Source and Method

SamNav indexes public posts from Sam Altman's blog.

The source is the public site itself:

the main blog
the public archive
the public Atom feed
individual public post pages

The crawler first checks the public feed, then reads the archive by date. The feed is useful, but it only exposes the newest posts. The full archive is organized through month-based archive pages, so SamNav follows those public date routes to discover older posts.

Once post URLs are discovered, the indexing script fetches each public post page and extracts basic information:

title
publication date
original URL
canonical URL
visible post text for local processing
excerpt hints, when available

That local crawl data is then passed through an enrichment step. The enrichment script creates public-safe metadata: summaries, short excerpts, topics, reading time, word count, related-post references, previous and next links, and Navigation Severity Scores.

The public site is generated from that enriched metadata. Full post text is not included in the public data file or rendered pages.

A separate offline enrichment command sends each complete public article to OpenAI's Responses API to generate a structured semantic dossier. Each dossier contains paraphrased retrieval metadata such as a deeper synopsis, claims, answerable questions, concepts, caveats, and authorship context. Requests use store: false, unchanged posts are cached by content hash and configuration, and neither the article bodies nor the dossier file are served as part of the public site.

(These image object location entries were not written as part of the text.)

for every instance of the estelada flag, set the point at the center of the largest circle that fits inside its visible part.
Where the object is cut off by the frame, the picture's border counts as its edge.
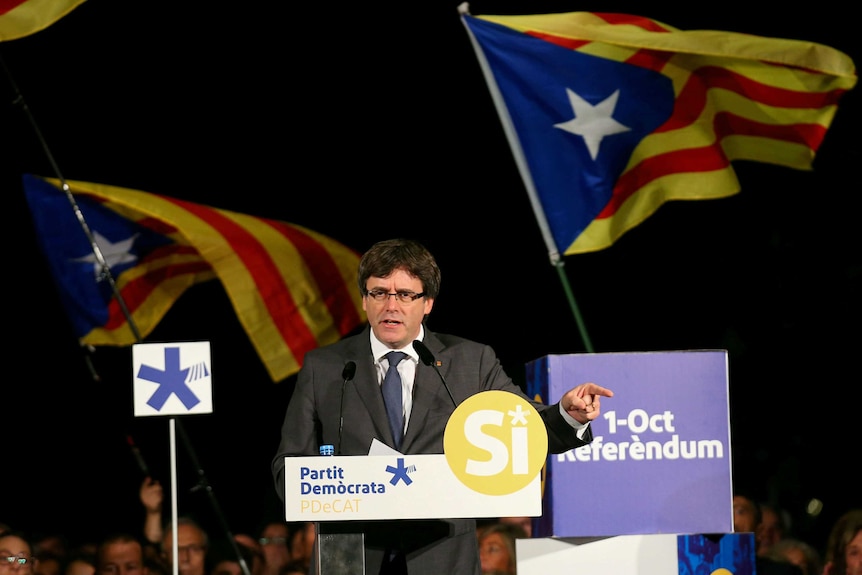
(292, 288)
(611, 115)
(19, 18)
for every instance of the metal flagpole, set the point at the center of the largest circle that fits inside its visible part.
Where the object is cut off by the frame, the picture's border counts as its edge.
(105, 274)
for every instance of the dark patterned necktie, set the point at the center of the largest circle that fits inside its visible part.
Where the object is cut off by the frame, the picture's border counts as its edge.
(392, 396)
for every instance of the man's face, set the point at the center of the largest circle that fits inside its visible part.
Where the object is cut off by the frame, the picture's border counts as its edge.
(126, 558)
(396, 323)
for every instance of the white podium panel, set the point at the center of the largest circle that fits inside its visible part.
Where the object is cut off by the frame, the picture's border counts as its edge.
(392, 487)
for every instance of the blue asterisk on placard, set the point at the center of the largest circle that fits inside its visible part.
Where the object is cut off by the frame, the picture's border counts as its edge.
(399, 473)
(171, 380)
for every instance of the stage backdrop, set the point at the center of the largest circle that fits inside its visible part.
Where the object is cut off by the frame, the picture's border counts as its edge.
(660, 461)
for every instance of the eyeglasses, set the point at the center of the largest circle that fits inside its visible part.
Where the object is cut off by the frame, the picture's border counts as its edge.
(272, 540)
(403, 296)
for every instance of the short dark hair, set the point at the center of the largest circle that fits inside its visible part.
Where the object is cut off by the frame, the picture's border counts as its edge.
(386, 256)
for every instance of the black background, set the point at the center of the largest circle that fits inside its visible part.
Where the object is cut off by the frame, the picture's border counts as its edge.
(370, 122)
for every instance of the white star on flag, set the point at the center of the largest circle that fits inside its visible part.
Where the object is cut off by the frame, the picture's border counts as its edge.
(593, 123)
(114, 253)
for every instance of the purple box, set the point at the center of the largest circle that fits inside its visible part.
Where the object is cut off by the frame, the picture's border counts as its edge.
(660, 460)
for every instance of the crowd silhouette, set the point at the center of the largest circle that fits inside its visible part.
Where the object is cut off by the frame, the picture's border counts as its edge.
(278, 547)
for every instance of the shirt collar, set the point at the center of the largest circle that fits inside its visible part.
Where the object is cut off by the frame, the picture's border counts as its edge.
(379, 349)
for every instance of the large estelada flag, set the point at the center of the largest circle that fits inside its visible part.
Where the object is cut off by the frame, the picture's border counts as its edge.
(292, 289)
(19, 18)
(611, 115)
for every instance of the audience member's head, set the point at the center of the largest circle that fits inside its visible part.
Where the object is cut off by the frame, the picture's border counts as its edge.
(526, 523)
(844, 546)
(120, 554)
(192, 545)
(16, 554)
(497, 547)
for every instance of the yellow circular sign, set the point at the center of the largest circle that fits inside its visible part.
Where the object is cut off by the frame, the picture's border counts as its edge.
(495, 442)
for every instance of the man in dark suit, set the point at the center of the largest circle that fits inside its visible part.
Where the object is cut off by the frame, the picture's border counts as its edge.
(399, 281)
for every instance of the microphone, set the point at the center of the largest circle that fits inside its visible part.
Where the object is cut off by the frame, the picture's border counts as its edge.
(346, 375)
(427, 358)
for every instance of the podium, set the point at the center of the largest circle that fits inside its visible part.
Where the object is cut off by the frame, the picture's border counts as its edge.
(340, 494)
(656, 478)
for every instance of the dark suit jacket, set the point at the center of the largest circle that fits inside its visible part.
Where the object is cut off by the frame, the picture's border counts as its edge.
(313, 415)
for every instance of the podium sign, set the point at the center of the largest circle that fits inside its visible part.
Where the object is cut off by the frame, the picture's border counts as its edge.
(660, 460)
(392, 487)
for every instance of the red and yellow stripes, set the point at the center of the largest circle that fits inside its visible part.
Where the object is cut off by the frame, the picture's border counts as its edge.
(737, 97)
(19, 18)
(292, 289)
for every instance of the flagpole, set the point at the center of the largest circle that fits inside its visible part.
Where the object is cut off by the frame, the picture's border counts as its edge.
(523, 168)
(105, 270)
(106, 274)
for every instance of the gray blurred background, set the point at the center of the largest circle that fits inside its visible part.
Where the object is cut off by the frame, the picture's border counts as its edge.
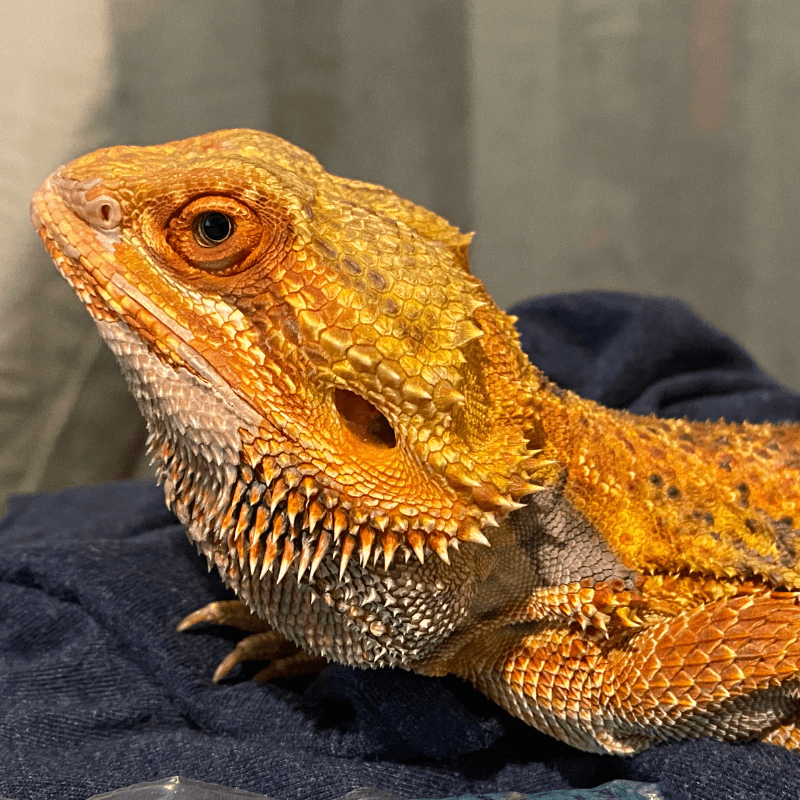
(644, 145)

Search is powered by Pagefind, which indexes the generated SamNav pages after the site is built. That means search covers SamNav's metadata, summaries, topics, paths, and page text, not the full original article bodies.

Ask Sam first creates a query embedding for the reader's question, then combines semantic similarity with a local keyword index and the archive's related-post and reading-path links. The resulting shortlist contains public-safe metadata and compact semantic dossiers for fourteen candidate posts by default. OpenAI's Responses API may choose IDs from that shortlist, order a route, assign navigational roles, and explain why each stop belongs. Titles, dates, topics, severity scores, SamNav links, and original source URLs are always attached afterward from the local catalog. Full post text is never sent with these live requests.

Before that process begins, the endpoint applies a per-client request limit, verifies a Cloudflare Turnstile challenge when production enforcement is enabled, and screens the question with OpenAI's moderation service. Production rate limits can be shared across application instances through a TLS Redis-compatible Valkey service. Client network addresses are converted to one-way pseudonymous keys before rate-limit counters are stored, and raw questions are not written to the rate-limit store or ordinary logs.

The site is built with Astro, TypeScript, Tailwind, and Pagefind. Existing pages are generated as static HTML, while the Ask Sam endpoint is rendered on demand by Astro's standalone Node server in the production Docker container.

Corrections, removals, and other concerns can be sent to [email protected] .

In plain terms: SamNav follows the public links, adds a little structure, and sends readers back to the source.